21 Mar 2013

‘Heavy hint’ from Treasury: tax rises will come

The IFS chief Paul Johnson has spotted a line in the budget which he thinks is a “heavy hint” from Treasury civil servants that public sector cuts could be getting out of hand.

On p25 of the main Budget document it says:

“This Budget sets a fiscal assumption that TME (total managed expenditure) in 2016-17 and 2017-18 will continue to fall in real terms at the same rate as over the Spending Review 2010 period.34 Fiscal consolidation for 2016-17 and 2017-18 is expressed as a reduction in TME. It would, of course, be possible to do more of this further consolidation through tax instead.”

Mr Johnson, an old Treasury hand, says he’s heard that line was inserted by current senior Treasury hands who worry that the projected spending cuts outlined for after the next general election could prove impossible to deliver.
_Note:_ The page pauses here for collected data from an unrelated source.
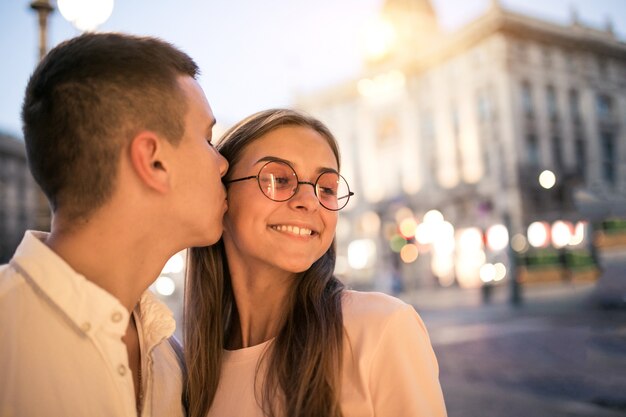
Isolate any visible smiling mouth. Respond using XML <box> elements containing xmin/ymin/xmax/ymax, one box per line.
<box><xmin>270</xmin><ymin>224</ymin><xmax>317</xmax><ymax>237</ymax></box>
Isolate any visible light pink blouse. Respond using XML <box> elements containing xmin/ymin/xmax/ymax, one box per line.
<box><xmin>208</xmin><ymin>290</ymin><xmax>447</xmax><ymax>417</ymax></box>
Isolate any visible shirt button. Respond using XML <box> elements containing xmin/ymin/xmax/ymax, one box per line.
<box><xmin>81</xmin><ymin>322</ymin><xmax>91</xmax><ymax>332</ymax></box>
<box><xmin>118</xmin><ymin>364</ymin><xmax>127</xmax><ymax>376</ymax></box>
<box><xmin>111</xmin><ymin>311</ymin><xmax>123</xmax><ymax>323</ymax></box>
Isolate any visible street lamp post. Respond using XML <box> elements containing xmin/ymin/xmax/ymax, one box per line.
<box><xmin>29</xmin><ymin>0</ymin><xmax>55</xmax><ymax>232</ymax></box>
<box><xmin>30</xmin><ymin>0</ymin><xmax>54</xmax><ymax>61</ymax></box>
<box><xmin>504</xmin><ymin>212</ymin><xmax>522</xmax><ymax>305</ymax></box>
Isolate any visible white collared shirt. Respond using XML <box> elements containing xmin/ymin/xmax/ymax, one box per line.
<box><xmin>0</xmin><ymin>231</ymin><xmax>185</xmax><ymax>417</ymax></box>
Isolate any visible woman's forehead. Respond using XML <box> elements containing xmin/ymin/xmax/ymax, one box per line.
<box><xmin>240</xmin><ymin>126</ymin><xmax>338</xmax><ymax>170</ymax></box>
As the IFS has said before, taking into account ring-fencing the projected cuts imply cuts of around a third in unprotected departments’ budgets.

Paul Johnson seemed unimpressed by the hours of work put into making sure that the year-on-year borrowing figures in the budget crept down by the smallest possible amount rather than spike up.
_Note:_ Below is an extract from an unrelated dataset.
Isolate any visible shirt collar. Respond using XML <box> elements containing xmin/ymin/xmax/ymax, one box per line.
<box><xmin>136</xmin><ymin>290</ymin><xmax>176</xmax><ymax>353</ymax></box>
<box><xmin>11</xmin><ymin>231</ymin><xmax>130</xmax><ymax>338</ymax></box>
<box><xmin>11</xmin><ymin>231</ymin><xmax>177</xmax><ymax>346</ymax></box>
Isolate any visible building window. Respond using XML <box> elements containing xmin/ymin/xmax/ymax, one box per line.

“It’s unlikely,” he says, “that this (careful management of numbers) has led either to an economically optimal allocation of spending across the years or to a good use of time by officials and ministers.”

See the IFS analysis here: Fixing the budget to fix the figures?

Looking  back over the TV footage of the Budget speech itself, it’s quite clear that Ken Clarke slept through a chunk of it. Also clear that George Osborne wasn’t the only one with a croaky throat. You see the PM slip a lozenge into his mouth just behind the Chancellor 20 minutes into the speech.

Looking back over yesterday’s statement you also see that, a little unconventionally, the would-be candidate for the Tory leadership, Adam Afriyie MP, used the budget statement to tell MPs and the world a bit about himself (“growing up in a single parent household in social housing as a mixed race kid … working hard at school and eventually starting a business”), a reminder that at least one MP didn’t think this budget had altered the short-term or medium-term prospects of the current leadership.